As an affiliate, we earn on qualifying purchases.

As an affiliate, we earn on qualifying purchases.

Key Questions

Why are news outlets blocking the Internet Archive?

Many outlets cite concerns over data scraping, intellectual property, and AI training purposes as reasons for restricting web crawling by the Internet Archive’s bots.

Could this affect the availability of local news history?

Yes, limiting access to web archives threatens the preservation of local journalism, which is vital for historical record-keeping and research.

Is the Internet Archive scraping content without permission?

The Internet Archive states it operates within legal and ethical boundaries, using bots designed to respect publisher restrictions and terms of use.

What can journalists and researchers do about this?

They can advocate for open access, participate in petitions, and support policies that balance copyright with the public interest in preserving digital history.

What are the next steps for the Internet Archive?

The organization is engaging in ongoing discussions with publishers, implementing technical safeguards, and monitoring the impact of restrictions to adapt its strategies.

Source: Hacker News

You May Also Like

Marcos orders 10% cut to Philippine government expenses to ease crisis

Philippine President Ferdinand Marcos Jr. has directed a 10% reduction in government spending to address economic challenges amid global tensions.
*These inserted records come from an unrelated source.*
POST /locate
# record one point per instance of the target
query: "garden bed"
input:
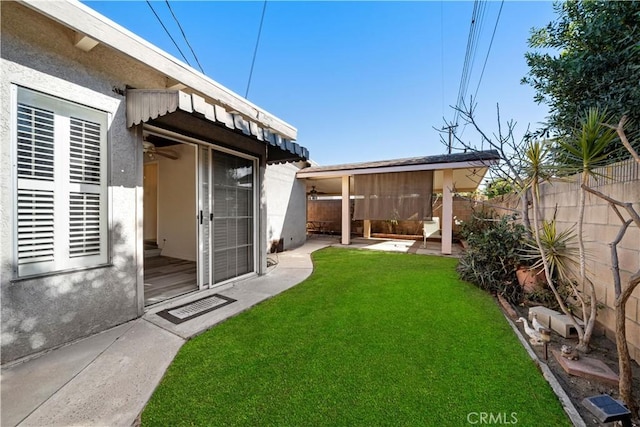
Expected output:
(578, 388)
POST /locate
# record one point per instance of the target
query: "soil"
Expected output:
(578, 388)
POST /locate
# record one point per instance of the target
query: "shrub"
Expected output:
(493, 254)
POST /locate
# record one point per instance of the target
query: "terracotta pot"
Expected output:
(529, 280)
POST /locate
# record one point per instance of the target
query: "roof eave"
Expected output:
(84, 20)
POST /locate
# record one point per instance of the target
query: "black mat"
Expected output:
(182, 313)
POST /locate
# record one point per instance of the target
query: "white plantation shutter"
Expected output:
(61, 185)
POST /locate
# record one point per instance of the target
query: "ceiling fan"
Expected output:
(150, 149)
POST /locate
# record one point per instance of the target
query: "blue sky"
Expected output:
(359, 80)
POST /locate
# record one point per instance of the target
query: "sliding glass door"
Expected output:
(233, 216)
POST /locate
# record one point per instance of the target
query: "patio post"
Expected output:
(447, 211)
(346, 211)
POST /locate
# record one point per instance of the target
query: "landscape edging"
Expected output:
(566, 402)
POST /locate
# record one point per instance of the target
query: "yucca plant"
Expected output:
(538, 169)
(560, 251)
(583, 152)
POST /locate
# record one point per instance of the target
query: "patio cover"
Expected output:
(397, 196)
(144, 105)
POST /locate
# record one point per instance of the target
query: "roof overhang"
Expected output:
(468, 169)
(214, 102)
(145, 105)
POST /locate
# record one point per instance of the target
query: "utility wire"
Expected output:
(442, 52)
(489, 50)
(477, 18)
(255, 51)
(184, 36)
(168, 33)
(495, 27)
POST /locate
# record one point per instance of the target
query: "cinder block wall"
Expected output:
(601, 226)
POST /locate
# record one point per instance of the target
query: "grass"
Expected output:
(369, 339)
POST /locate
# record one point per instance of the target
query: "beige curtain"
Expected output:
(393, 196)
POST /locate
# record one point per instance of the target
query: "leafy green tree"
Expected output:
(596, 64)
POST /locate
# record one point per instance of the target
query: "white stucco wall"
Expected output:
(44, 312)
(286, 205)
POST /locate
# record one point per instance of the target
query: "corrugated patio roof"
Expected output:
(463, 158)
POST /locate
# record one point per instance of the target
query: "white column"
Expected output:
(447, 211)
(346, 217)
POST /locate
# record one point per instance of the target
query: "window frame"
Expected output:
(64, 112)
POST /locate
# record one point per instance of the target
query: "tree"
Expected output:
(597, 64)
(622, 293)
(584, 151)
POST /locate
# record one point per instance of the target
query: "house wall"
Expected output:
(286, 205)
(150, 202)
(600, 228)
(44, 312)
(177, 204)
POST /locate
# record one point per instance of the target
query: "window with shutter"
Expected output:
(61, 220)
Orion’s Rally May Only Be In The Early Innings

Analysts suggest Orion’s recent stock surge may be in early stages, raising questions about its future trajectory amid market volatility.

LegalZoom Promo Code: Exclusive 10% Off LLC Formations

LegalZoom is providing an exclusive 10% off promo code for LLC formations, making it easier and more affordable to start a small business online.

OpenAI to confidentially file for IPO as soon as Friday

OpenAI is set to confidentially file for an IPO as early as this Friday, potentially marking one of the largest public market debuts in history, CNBC reports.